The Role of Expectations

As with many other economic data releases, inflation has its biggest effect in the form of expectations rather than the reported number itself, or rather the discrepancy between the expected data and the actual. If inflation has been running on the low side of the central banks’ desired range, and suddenly a fat rise in inflation comes along, the central banks will be assumed to be in a hawkish mood. An expected rise in interest rates often has the effect of lifting the currency, at least temporarily. All currencies are influenced by expectations about the next central bank policy decision, and those decisions are considered to be based chiefly on the inflation outlook.

Forex analysts will also watch something called the output gap. This refers to unused capacity, which is most measurable in manufacturing and other industrial applications (like mining, electricity production, and so on). This may seem not to pertain to monetary policy, but go back to the Fisher equation — on the right-hand side of the equation is T, or what we call GDP today. If producers were working at optimum capacity, they would produce 100 units — but today, they are producing only 70 units. The missing 30 units are the output gap, and inflation tends not to occur when the output gap is big (operating at only 70% of capacity is big). Case in point: when big Australian natural resource companies announced they were cutting capital investment in mining (in 2013) because of an expected drop in demand from China and other emerging markets, the Australian dollar fell in anticipation of a rate cut. This had nothing to do with inflation and everything to do with an expected increase in the output gap.

The Taylor Rule

You need to grasp the Taylor rule to grasp the main job of a central bank, which is to keep the economy on a growth path that is non-inflationary. Managing inflation is the explicit mandate of the European Central Bank, whereas the Federal Reserve has a second chore — to keep unemployment from getting too high.

The Taylor rule blends both inflation expectations and the output gap. John Taylor is a Stanford University economist who devised the rule in 1993, and it was embraced far and wide. The Taylor rule states that central banks make the most effective policy when they raise or lower short-term interest rates when inflation is rising too fast or output growth endangers closing the output gap. The unemployment rate is used as a proxy for the output gap. The optimum monetary policy should thus be to raise rates by more than inflation is expected to rise.

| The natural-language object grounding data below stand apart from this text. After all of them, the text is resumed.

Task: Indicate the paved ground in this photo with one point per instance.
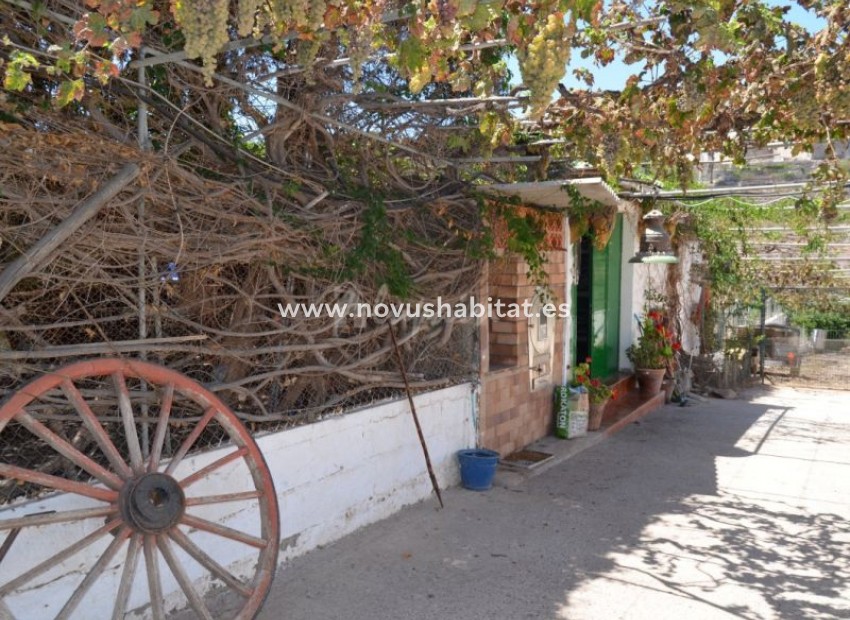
(729, 509)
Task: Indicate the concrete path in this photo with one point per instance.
(729, 509)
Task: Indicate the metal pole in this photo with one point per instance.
(762, 344)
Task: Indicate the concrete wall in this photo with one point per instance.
(513, 414)
(331, 478)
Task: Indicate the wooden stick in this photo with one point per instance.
(424, 445)
(125, 346)
(44, 247)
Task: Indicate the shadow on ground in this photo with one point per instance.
(723, 510)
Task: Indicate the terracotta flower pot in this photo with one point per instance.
(649, 380)
(668, 386)
(597, 410)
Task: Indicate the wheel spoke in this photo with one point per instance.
(161, 428)
(57, 517)
(209, 563)
(94, 573)
(58, 558)
(223, 498)
(154, 584)
(129, 422)
(179, 573)
(127, 576)
(96, 429)
(223, 531)
(204, 471)
(68, 451)
(190, 440)
(57, 483)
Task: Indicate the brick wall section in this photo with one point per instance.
(511, 416)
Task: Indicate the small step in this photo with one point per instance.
(628, 405)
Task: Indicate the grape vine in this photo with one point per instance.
(544, 61)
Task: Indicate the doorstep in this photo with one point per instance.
(627, 407)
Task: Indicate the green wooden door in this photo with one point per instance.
(605, 304)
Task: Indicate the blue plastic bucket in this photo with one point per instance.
(477, 468)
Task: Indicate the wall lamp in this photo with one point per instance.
(655, 246)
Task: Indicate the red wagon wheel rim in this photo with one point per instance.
(139, 490)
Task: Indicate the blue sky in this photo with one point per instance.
(613, 76)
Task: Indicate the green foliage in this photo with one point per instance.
(376, 256)
(731, 244)
(526, 235)
(17, 77)
(836, 320)
(656, 344)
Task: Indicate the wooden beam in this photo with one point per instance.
(44, 247)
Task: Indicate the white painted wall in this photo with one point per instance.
(636, 280)
(331, 478)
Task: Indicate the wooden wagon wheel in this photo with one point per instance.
(107, 450)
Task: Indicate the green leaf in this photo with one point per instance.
(411, 54)
(17, 78)
(72, 90)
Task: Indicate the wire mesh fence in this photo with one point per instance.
(807, 358)
(188, 273)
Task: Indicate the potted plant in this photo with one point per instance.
(653, 353)
(598, 393)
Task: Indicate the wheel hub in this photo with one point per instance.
(152, 502)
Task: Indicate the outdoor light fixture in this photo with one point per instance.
(655, 242)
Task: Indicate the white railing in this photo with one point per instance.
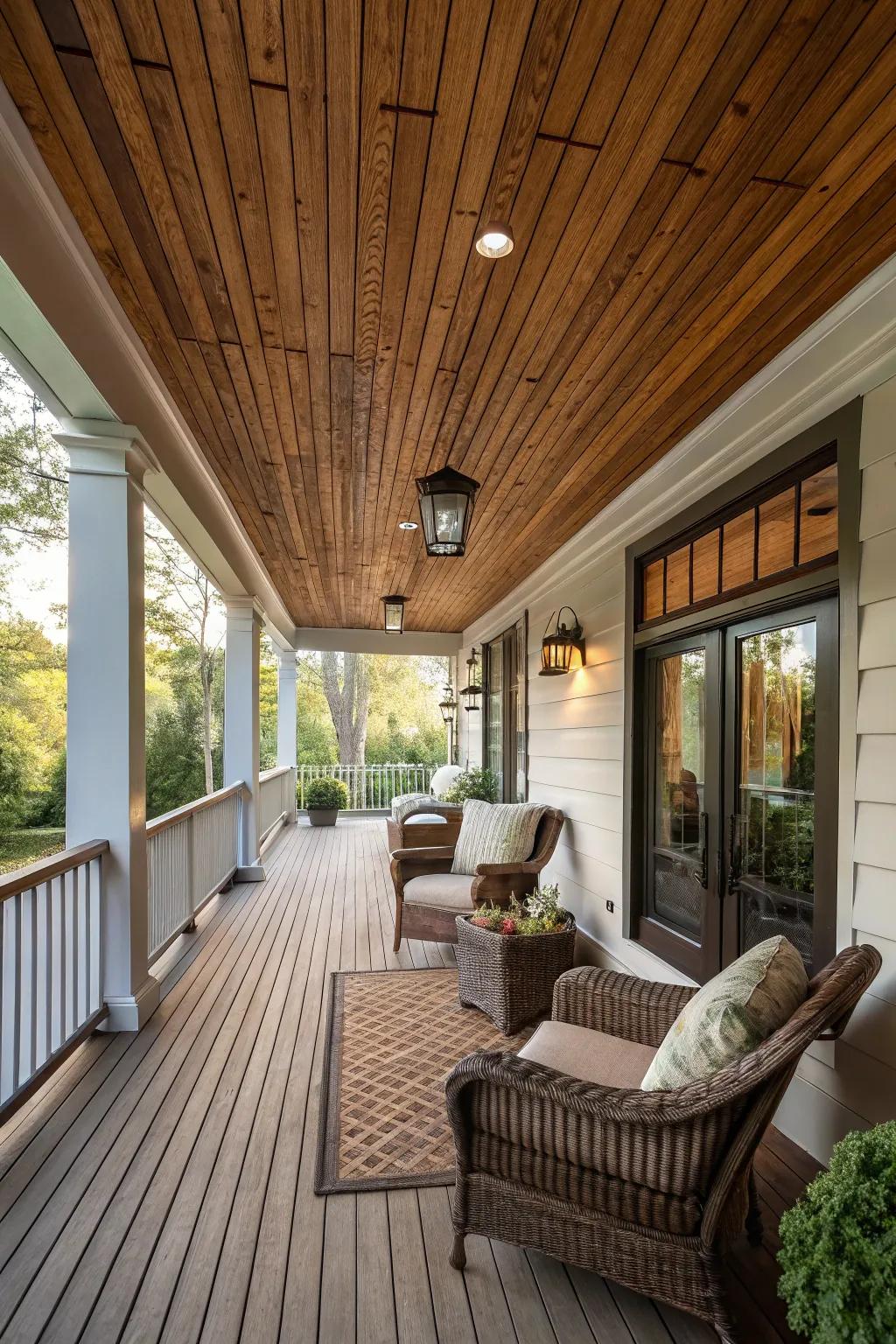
(276, 797)
(52, 960)
(191, 854)
(369, 787)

By now, there is more than one Taylor rule as theoreticians pile on additional factors, but the core principle is the same — it is the job of monetary policy to contain inflation without strangling growth. The Taylor rule does not address the question of the level of the exchange rate, but Forex traders are quick to see where any discrepancies may lie. To follow through on the example of the Australian dollar mentioned above, for about a year following the initial shock of the lowered capital spending plans by mining companies, which implies a rise in unused capacity, one of the most important factors driving the AUD was employment. When employment came in abnormally low, or at least lower than expected, the AUD would fall on talk of a rate cut. When it started coming in stronger than expected, the AUD rose — because the output gap must be narrowing, and thus, a rate hike might be possible. Notice that it was not wages, the real inflationary factor, that was being followed — but the proxy for the output gap. This is the way something that does not look like monetary policy at first glance can be seen to be an authentic monetary policy component.


Quiz

Monetary policy concerns which two factors the most?

Quantitative easing is a way to increase money supply and is inherently inflationary.

The primary goal of every central bank is to prevent high inflation.

Expectations about inflation are more important than inflation itself.